Deux ans après Les Choses qu’on dit, les choses qu’on fait, film aux allures d’œuvre somme, Emmanuel Mouret retrouve une forme de simplicité avec Chronique d’une liaison passagère. Cet apparent retour en arrière accueille cependant une nouveauté : le personnage de l’amoureux maladroit habituellement interprété par Mouret est ici incarné par Vincent Macaigne, expert en balbutiements depuis ses débuts (et surtout à partir d’Un monde sans femmes). Mouret jouait jusqu’ici toujours dans ses comédies mais restait derrière la caméra pour ses mélos. À la lumière de cette alternance jusqu’ici tacite, la légère bascule qu’opère ce nouveau film dit quelque chose de sa tonalité : comme certains des plus beaux films de Woody Allen, Chronique d’une liaison passagère est en réalité à la fois une comédie légère et un mélo discret. Le motif de l’adultère, centre névralgique de ce cinéma du discours amoureux, y est exploré avec une acuité renouvelée au gré d’abondants débats sentimentaux entre Charlotte (Sandrine Kiberlain) et Simon (Vincent Macaigne).

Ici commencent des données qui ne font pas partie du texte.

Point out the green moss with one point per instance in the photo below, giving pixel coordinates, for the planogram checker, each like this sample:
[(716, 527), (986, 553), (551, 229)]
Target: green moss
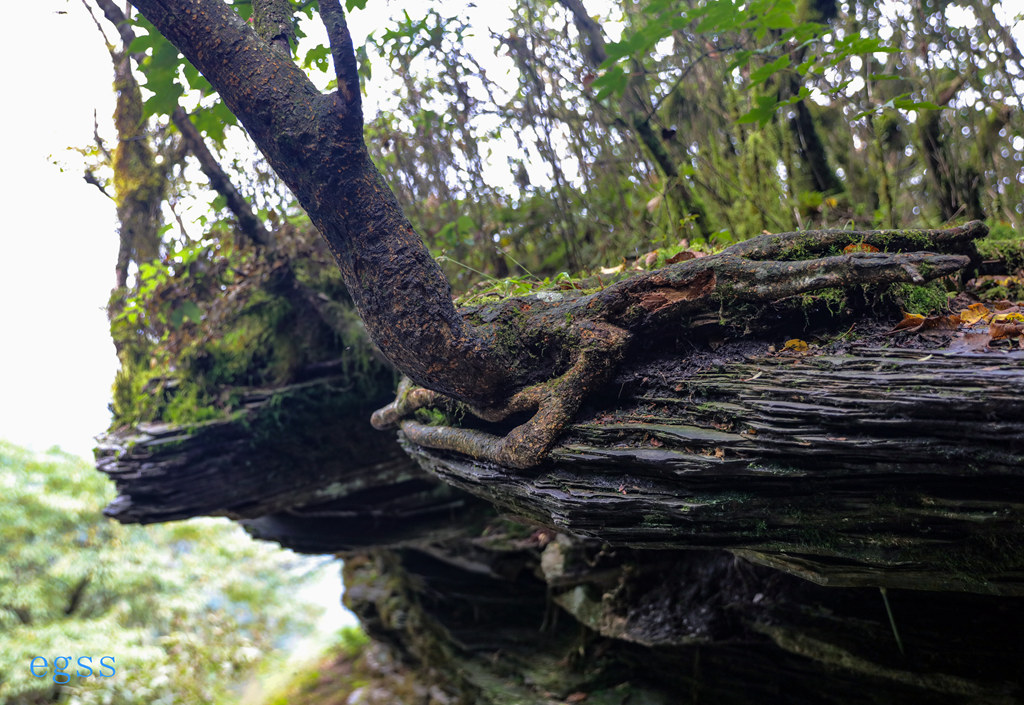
[(929, 298)]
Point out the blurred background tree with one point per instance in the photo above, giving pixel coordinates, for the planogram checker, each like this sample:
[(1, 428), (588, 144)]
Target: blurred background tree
[(186, 610)]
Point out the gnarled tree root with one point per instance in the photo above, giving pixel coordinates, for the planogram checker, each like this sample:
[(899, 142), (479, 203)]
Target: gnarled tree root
[(597, 328)]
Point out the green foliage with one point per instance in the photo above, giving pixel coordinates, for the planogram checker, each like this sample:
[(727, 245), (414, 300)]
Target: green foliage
[(185, 610), (214, 318)]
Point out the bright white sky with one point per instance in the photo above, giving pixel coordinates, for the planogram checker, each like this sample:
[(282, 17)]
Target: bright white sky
[(57, 237)]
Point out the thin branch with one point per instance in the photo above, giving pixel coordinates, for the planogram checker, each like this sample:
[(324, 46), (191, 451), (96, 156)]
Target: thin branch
[(249, 223), (90, 177)]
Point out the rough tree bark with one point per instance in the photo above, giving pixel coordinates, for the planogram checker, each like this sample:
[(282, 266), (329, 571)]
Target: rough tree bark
[(674, 492)]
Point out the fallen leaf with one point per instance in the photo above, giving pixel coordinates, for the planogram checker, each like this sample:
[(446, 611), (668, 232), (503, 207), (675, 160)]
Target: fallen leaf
[(1000, 330), (974, 313), (909, 322), (680, 257), (914, 323), (1013, 317), (859, 247)]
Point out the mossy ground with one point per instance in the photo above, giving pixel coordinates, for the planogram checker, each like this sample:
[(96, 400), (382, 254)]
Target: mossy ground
[(214, 319)]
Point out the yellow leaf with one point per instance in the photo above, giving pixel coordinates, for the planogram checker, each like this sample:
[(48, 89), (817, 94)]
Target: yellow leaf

Prolongeant un style amorcé depuis son passage au scope dans Mademoiselle de Joncquières, Mouret élève au rang d’art le goût du travelling avant. Chaque occurrence de ce mouvement, marquant le surgissement d’une idée ou d’une prise de conscience des personnages, cultive une musicalité extrêmement précise. Cette perfection du tempo, on la retrouve dans l’ultime avancée de la caméra, sur le visage de Charlotte : le travelling est plus lent que les précédents, si bien que ce n’est plus une idée qui semble cette fois-ci s’affirmer mais une certitude, celle de la fin de l’aventure. Le titre du film, résigné, annonce de toute façon la couleur. Marqué du sceau de la finitude, le récit s’organise autour d’une succession de dates, inscrites sur des cartons que Mouret, contrairement aux apparences, distille sans suivre de règle précise. L’émotion peut ainsi surgir du placement de plusieurs encarts côte à côte, signifiant que les rendez-vous de Simon et Charlotte se multiplient, ou de l’absence de datation lorsque les personnages partent en week-end ensemble pour la première fois. Mouret ne précise alors que les jours (« le samedi », « le dimanche ») mais plus les dates précises, soulignant le caractère parenthétique et hors du temps de cette courte escapade.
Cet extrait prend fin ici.